2. The appeal came before First-tier Tribunal Judge Warren Grant on 28 November 2013 and was dismissed on all grounds.
3. The appellant's husband had come to the United Kingdom in 2000 to study. In September 2004 the appellant came to join him and was granted leave as his dependant.
4. In 2012 the husband made an application for indefinite leave to remain which was granted. The appellant therefore became the spouse of a settled person. The respondent then considered her application under ELTRP and Appendix FM. Her application as a dependant spouse under paragraph 319A meant that she would have to satisfy the "life in the UK" test under subsection 4(g) as well as the English language requirement.
5. The appellant's husband Mr Ampong had by a former relationship a daughter, Nana. The daughter lived with his former partner but came to visit and stay with himself and the appellant at weekends on a regular basis.
6. The appellant's husband is hopeful of completing his PhD and the appellant has worked since her arrival in the United Kingdom.
7. It was accepted that the appellant could not presently meet the Rules as she was required to pass the English language test. Further the Judge went on to consider EX1 and whether there were insurmountable obstacles to prevent the appellant from returning to Ghana either with her husband or without him.
8. Although reference to obstacles is made in paragraph 16 of the determination the test is essentially whether or not there are insurmountable obstacles to family life being conducted in Ghana. The Judge concluded that there were no such insurmountable obstacles.
9. It was clear that the Judge misunderstood to some extent the evidence that was given in relation to contact with Nana. She lived in Slough with her mother and the appellant and sponsor lived in Thamesmead. The Judge did not find it credible that a 9 year old girl could travel from Slough to Thamesmead every weekend or spend her holidays in Thamesmead away from her mother. He accepted however that the sponsor was the father of Nana.
10. The Judge concluded that the appellant did not meet any of the Rules. The Judge considered Article 8 of the ECHR briefly, concluding that her removal did not engage Article 8 of the ECHR.
11. Concerns were raised in the grounds of appeal that the Judge focused essentially upon the reasons why the appellant could return to Ghana but did not consider the positive factors supporting her application to remain. Scant consideration was given, it is said, to the interests of the sponsor and that of Nana herself.
12. Indeed, touching the issue of return, although EX1 speaks of insurmountable obstacles to family life continuing in Ghana that is not the test that is to be applied in relation to Article 8 of the ECHR when the issue is one of reasonableness.
13. There would appear to be in the determination little about reasonableness and certainly proportionality is not considered in any detail or at all.
14. There is no suggestion that the appellant has breached any of her conditions imposed upon her by the immigration authorities. She was legitimately in the United Kingdom as the dependant of the sponsor whilst he was a student and there is no suggestion other than it is a genuine marriage.
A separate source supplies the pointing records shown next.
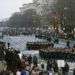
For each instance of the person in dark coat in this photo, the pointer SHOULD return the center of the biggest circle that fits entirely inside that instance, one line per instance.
(35, 60)
(66, 69)
(30, 59)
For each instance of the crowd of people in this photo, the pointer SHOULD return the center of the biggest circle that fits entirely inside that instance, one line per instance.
(30, 66)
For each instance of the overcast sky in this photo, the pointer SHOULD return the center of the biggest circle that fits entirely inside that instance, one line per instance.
(8, 7)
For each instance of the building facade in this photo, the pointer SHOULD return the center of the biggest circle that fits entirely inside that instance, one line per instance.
(41, 7)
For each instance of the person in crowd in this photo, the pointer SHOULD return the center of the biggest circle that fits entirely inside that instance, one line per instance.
(49, 65)
(18, 72)
(66, 69)
(30, 59)
(23, 71)
(74, 71)
(68, 44)
(35, 60)
(55, 66)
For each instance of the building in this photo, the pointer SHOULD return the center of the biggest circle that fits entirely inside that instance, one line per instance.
(41, 7)
(26, 7)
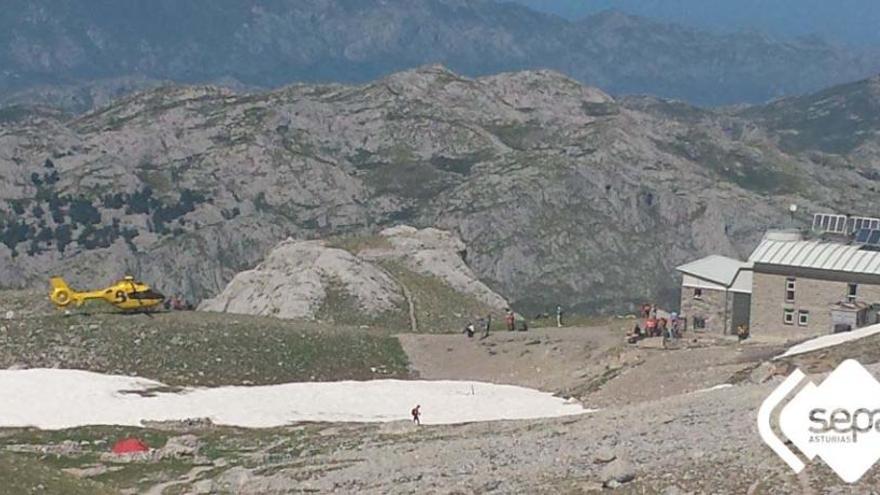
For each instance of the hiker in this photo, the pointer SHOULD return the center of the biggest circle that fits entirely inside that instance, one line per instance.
(488, 325)
(635, 335)
(469, 330)
(651, 327)
(521, 323)
(417, 413)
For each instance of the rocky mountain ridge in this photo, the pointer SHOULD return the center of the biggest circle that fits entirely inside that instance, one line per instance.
(79, 52)
(562, 193)
(311, 280)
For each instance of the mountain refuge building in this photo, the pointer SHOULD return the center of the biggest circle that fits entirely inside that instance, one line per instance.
(794, 283)
(716, 293)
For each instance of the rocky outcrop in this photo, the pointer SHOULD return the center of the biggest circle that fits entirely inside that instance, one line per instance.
(308, 279)
(435, 253)
(74, 54)
(294, 280)
(561, 193)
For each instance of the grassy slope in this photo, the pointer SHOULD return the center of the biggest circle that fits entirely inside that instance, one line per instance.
(249, 448)
(25, 474)
(195, 348)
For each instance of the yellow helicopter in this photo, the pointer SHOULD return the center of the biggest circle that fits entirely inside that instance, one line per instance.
(127, 294)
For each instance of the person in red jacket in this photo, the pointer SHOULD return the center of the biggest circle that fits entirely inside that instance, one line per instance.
(651, 327)
(417, 414)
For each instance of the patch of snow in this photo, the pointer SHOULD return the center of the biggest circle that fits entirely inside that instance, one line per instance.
(57, 399)
(832, 340)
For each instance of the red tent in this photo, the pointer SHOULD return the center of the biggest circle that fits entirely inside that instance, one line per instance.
(130, 445)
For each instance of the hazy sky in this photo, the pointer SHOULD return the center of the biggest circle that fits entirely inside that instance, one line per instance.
(850, 21)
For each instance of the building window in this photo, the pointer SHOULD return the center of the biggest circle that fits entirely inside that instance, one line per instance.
(803, 318)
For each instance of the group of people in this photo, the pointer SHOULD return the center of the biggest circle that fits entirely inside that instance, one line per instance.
(656, 325)
(513, 321)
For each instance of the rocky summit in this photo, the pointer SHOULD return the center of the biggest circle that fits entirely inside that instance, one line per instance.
(561, 193)
(311, 279)
(79, 53)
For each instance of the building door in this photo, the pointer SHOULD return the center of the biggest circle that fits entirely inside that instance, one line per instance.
(741, 307)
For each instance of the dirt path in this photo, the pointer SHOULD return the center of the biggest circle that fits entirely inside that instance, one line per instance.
(591, 363)
(550, 359)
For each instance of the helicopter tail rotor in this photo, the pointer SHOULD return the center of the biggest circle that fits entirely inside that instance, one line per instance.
(62, 294)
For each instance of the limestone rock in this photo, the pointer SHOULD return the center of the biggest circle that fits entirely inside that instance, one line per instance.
(618, 472)
(294, 280)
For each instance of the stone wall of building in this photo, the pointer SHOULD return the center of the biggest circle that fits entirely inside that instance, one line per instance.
(813, 295)
(709, 306)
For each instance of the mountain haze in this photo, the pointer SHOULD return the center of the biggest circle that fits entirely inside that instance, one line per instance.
(79, 53)
(848, 21)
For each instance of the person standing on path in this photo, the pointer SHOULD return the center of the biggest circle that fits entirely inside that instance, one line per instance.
(488, 325)
(510, 320)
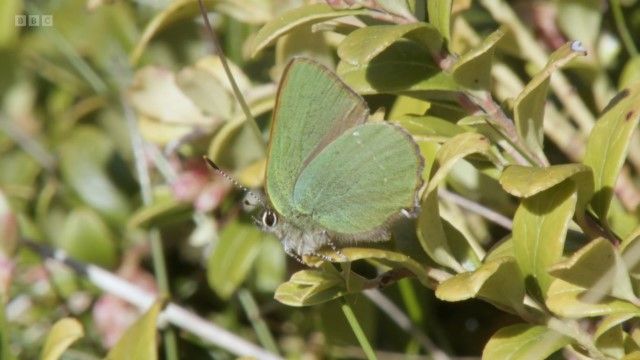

15. The sponsor has achieved indefinite leave to remain and nowhere in the determination is it considered why it would be reasonable to expect him to give up all that he has worked for, both in terms of study but also in terms of status to go to live in Ghana. An assessment has to be made as to whether or not it is reasonable in all the circumstances to expect the sponsor as well as the appellant to return to Ghana and why such an expectation is proportionate in all the circumstances.
16. All that seemingly stands in the way of the appellant complying under the existing case law as an in-country dependant is that of the language test.
17. Permission to appeal was granted on the basis that the Judge failed to assess proportionality of removal.
18. Miss Brown, who represents the appellant, invites my attention to her skeleton argument. She submits that inadequate consideration was given to the best interests of Nana and that in any event the case of Chikwamba was relevant as to the issue of the proportionality of removal. The Judge failed to ask the simple question "what is proportional about the removal of the appellant from the United Kingdom".
19. In all the circumstances I do find there to be an error of law such that the decision should be set aside and to be remade.
20. Given the extensive fact finding that would be required of the various witnesses I consider in the light of the Senior President's Practice Directions paragraph 7 that the appeal should remain to be considered within the First-tier Tribunal.
21. Any further evidence that is to be relied upon should be submitted no later than 7 days prior to the hearing otherwise any further directions will be as determined by the First-tier Tribunal.